Reservation of Seats : The candidates in the election can belong only to a particular community for which it is reserved. However, every eligible voter in the constituency would vote and the leader chosen would represent them all.
In 1932, the British announced the formation of separate electorates for the ‘Depressed Classes’ in the Communal Award. Gandhi was in for a toss. He decided to fast unto death to overturn the decision.
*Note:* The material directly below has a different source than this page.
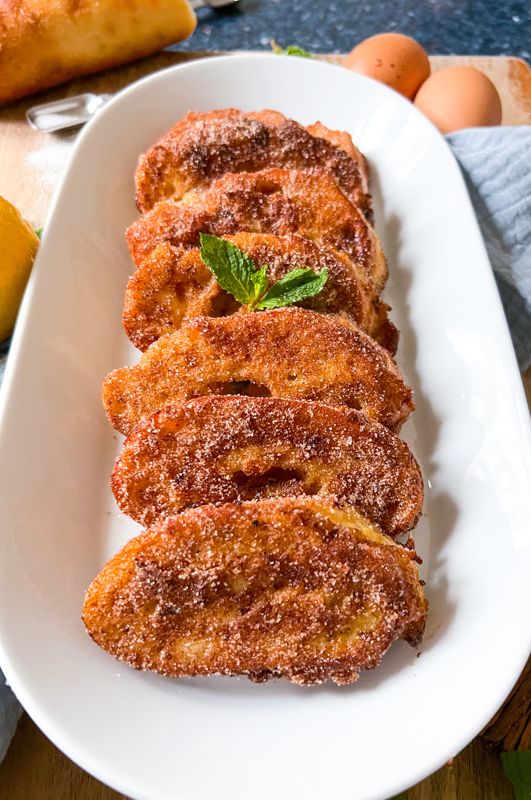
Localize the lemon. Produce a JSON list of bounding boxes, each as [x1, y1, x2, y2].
[[0, 197, 39, 342]]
On the eve of his now ‘historic’ fast unto death at Yervada Central Jail in Pune, Gandhi wrote to Sir Samuel Hoare, the then Secretary of State for India.
"For me religion is one in essence, but it has many branches and if I, the Hindu branch, fail in my duty to the parent trunk, I am an unworthy follower of that one indivisible, visible religion…. My nationalism and my religion are not exclusive, but inclusive and they must be so consistently with the welfare of life."
Pressure began mounting on Ambedkar because of this almost ornery fast. The Mahatma’s life depended on what Dr Ambedkar chose. The maverick dalit leader finally conceded to his demands. Years later, Dr Ambedkar would write in What Congress and Gandhi Have Done to the Untouchables:
"There was nothing noble in the fast. It was a foul and filthy act. The Fast was not for the benefit of the Untouchables. It was against them and was the worst form of coercion against a helpless people to give up the constitutional safeguards [which had been awarded to them]."
Dr Ambedkar with others during the signing of the Poona Pact. Wikimedia Commons
There cannot be much debate on how as an electoral democracy, India is definitely not the most successful or just nation-state. In a country rife with caste violence, electoral processes have often been punctuated by upper caste dominance. Would things have been better, or at least different, if Dalits were awarded separate electorates?
On Babasaheb Ambedkar's 129th birth anniversary, one hopes that those in power, those who embody the nation state, stop providing lip service to this dalit intellectual by trying to co-opt him in status quoist narratives. And yes, he is not just the “Architect of the Indian constitution”.